Hortense Calisher’s “Old Stock” is unique in telling the story of a Jewish family at a Gentile-owned boarding house that now has Jewish clientele. As German Jews who have recently had a financial downturn, this family is displeased at staying with Eastern European Jews. That conflict was significant throughout American life, and clearly in the Catskills, where German Jews typically stayed in a different area, around Fleischmanns. Calisher’s fifteen-year-old protagonist, Hester Elkin, and her mother visit a nearby woman they have come to know, but are surprised to hear this woman of Dutch heritage make an anti-Semitic remark, apparently unaware of her guests’ background. That anti-Semitism casts a shadow on Hester’s vacation, as she keeps expecting it to surface in others at the boarding house.

Eileen Pollack’s
The Rabbi in the Attic
(New York: Delphinium Books, 1992) features a title piece that is a comic novella about a small orthodox congregation in the Catskills that fires its ultraobservant rabbi, only to find that he refuses to leave the house that came with his job. The congregation has mistreated so many rabbis that the seminary will not send a replacement; the only rabbi the shul’s trustees can find is a zealous Reform woman who nearly flunked out of school and can’t sing worth beans. If she wants the position, the trustees inform her, she must find a way to evict her predecessor from his house. Another story describes the invasion of Bethel by hordes of hippies during the Woodstock summer of 1969; two other stories involve characters who work at an insurance company that insures various hotels, bungalow colonies, and camps in the Catskills.

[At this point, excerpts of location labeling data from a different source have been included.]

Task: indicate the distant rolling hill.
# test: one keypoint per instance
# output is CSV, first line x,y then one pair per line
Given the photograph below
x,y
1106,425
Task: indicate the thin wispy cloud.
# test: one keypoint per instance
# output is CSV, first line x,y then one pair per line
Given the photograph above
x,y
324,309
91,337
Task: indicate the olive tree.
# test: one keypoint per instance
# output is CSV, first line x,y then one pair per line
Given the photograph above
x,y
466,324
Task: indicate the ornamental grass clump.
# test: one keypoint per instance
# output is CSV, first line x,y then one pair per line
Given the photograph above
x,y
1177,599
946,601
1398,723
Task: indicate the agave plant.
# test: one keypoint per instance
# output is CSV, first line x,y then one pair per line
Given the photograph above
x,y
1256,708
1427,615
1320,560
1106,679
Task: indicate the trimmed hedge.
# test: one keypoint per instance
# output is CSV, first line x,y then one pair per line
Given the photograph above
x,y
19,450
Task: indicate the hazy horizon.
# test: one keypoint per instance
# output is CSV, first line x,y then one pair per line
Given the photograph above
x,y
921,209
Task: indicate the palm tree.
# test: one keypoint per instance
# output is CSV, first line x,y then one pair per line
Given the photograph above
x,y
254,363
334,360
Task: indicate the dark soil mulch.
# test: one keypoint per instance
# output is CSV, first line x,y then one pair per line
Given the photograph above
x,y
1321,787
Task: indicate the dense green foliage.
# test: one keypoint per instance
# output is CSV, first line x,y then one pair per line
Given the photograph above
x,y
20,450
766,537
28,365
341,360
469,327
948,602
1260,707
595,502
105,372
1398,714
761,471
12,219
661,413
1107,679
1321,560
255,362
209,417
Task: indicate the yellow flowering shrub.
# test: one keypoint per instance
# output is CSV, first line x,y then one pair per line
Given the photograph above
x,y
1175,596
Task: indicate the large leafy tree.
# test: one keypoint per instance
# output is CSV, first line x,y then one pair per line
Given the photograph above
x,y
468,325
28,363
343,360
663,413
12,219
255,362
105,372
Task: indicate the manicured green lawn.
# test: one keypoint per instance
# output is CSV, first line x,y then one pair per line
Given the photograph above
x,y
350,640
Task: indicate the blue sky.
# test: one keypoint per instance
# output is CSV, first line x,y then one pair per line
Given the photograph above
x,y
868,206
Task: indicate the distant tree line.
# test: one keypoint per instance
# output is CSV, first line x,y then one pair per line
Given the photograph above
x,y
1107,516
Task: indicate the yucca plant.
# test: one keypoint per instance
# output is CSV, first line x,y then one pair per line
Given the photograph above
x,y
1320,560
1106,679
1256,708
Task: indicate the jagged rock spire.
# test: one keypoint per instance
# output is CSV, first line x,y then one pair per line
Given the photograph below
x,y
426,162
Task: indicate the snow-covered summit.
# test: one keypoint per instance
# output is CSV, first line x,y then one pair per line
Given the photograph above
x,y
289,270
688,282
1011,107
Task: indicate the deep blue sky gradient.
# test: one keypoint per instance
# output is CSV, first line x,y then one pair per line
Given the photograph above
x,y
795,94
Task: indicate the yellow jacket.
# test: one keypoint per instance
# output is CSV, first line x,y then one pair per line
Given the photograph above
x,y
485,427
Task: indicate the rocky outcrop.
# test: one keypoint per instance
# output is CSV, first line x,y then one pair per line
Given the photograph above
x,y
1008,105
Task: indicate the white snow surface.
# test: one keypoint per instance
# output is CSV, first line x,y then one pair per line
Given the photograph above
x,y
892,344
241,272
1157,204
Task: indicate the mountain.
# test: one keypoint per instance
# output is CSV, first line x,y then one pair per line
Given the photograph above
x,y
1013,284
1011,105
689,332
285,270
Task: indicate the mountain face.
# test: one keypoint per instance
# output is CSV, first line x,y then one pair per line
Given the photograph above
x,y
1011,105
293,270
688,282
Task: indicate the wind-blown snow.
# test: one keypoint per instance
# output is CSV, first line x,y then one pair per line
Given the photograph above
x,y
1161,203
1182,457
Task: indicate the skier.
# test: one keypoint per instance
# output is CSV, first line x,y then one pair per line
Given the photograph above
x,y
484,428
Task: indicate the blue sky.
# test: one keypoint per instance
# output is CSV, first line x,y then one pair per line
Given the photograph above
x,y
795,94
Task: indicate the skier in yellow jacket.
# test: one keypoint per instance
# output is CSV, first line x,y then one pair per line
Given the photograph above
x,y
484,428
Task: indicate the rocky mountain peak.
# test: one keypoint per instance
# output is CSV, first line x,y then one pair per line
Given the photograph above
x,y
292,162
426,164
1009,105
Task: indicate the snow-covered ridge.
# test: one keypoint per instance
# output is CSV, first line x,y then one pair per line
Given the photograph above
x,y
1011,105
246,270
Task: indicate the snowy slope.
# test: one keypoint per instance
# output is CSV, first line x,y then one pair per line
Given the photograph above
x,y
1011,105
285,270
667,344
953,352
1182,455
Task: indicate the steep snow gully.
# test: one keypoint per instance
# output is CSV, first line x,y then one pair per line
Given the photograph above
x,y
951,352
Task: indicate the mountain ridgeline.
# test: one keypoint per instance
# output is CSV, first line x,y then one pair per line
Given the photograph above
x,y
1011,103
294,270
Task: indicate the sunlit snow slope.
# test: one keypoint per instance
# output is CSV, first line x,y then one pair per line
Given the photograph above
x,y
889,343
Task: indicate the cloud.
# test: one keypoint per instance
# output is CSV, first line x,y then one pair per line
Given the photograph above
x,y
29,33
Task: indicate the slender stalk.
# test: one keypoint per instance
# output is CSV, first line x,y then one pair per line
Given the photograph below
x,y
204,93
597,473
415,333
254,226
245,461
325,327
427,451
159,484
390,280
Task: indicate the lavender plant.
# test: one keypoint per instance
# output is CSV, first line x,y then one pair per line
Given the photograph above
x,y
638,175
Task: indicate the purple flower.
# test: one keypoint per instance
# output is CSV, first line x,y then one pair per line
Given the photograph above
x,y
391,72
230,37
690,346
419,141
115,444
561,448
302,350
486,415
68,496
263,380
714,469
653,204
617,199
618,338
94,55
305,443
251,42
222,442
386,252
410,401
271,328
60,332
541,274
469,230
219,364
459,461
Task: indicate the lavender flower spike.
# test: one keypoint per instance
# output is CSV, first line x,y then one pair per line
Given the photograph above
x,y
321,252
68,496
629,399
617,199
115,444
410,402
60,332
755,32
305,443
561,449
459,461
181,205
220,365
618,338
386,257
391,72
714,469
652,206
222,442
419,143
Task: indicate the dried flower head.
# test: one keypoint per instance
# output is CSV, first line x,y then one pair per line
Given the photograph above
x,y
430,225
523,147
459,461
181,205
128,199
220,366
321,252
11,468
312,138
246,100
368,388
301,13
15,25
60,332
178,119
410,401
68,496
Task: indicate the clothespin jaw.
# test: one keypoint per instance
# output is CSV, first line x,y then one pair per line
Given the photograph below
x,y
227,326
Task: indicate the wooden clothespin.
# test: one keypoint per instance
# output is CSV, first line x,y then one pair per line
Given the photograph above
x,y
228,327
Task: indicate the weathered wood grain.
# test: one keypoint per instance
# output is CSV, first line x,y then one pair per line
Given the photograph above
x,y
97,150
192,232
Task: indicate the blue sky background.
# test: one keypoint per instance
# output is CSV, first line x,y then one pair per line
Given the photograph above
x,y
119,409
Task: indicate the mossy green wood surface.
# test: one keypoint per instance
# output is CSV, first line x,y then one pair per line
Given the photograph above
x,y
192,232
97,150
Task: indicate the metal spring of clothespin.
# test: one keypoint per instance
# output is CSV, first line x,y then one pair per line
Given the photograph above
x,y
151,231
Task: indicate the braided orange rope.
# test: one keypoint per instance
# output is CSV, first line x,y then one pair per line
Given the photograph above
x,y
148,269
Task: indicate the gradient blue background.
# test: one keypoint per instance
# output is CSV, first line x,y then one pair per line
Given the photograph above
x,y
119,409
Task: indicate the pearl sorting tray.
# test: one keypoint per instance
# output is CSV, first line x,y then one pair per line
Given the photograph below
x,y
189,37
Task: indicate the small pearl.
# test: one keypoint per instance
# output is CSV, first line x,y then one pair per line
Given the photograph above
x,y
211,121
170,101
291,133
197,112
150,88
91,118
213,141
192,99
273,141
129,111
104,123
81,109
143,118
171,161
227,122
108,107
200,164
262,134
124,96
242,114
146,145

In Abraham Raisin’s “Two Working-Girls” (in Henry Goodman, ed.,
The New Country: Stories from the Yiddish About Life in America
[New York: YUKF Publishers, 1961]), the narrator, only four months in America, sits at a boarding house table across from two twenty-three-year-old assimilated women garment workers. He dislikes their American style of dress, hair, and flirtation, and resents their failure to speak any Yiddish though, as he knows, they come from a Yiddish-speaking home. At the same time, he is attracted to them and their Americanized ways. They dislike him for being a greenhorn. Over the two-week stay, they all soften to each other: the young women begin to speak Yiddish, and he comes to understand their need for a reprieve from their hard labor in the garment industry and the oppressive heat of the city, where people are collapsing. In the end, he is the only one of the guests to see them off at the train.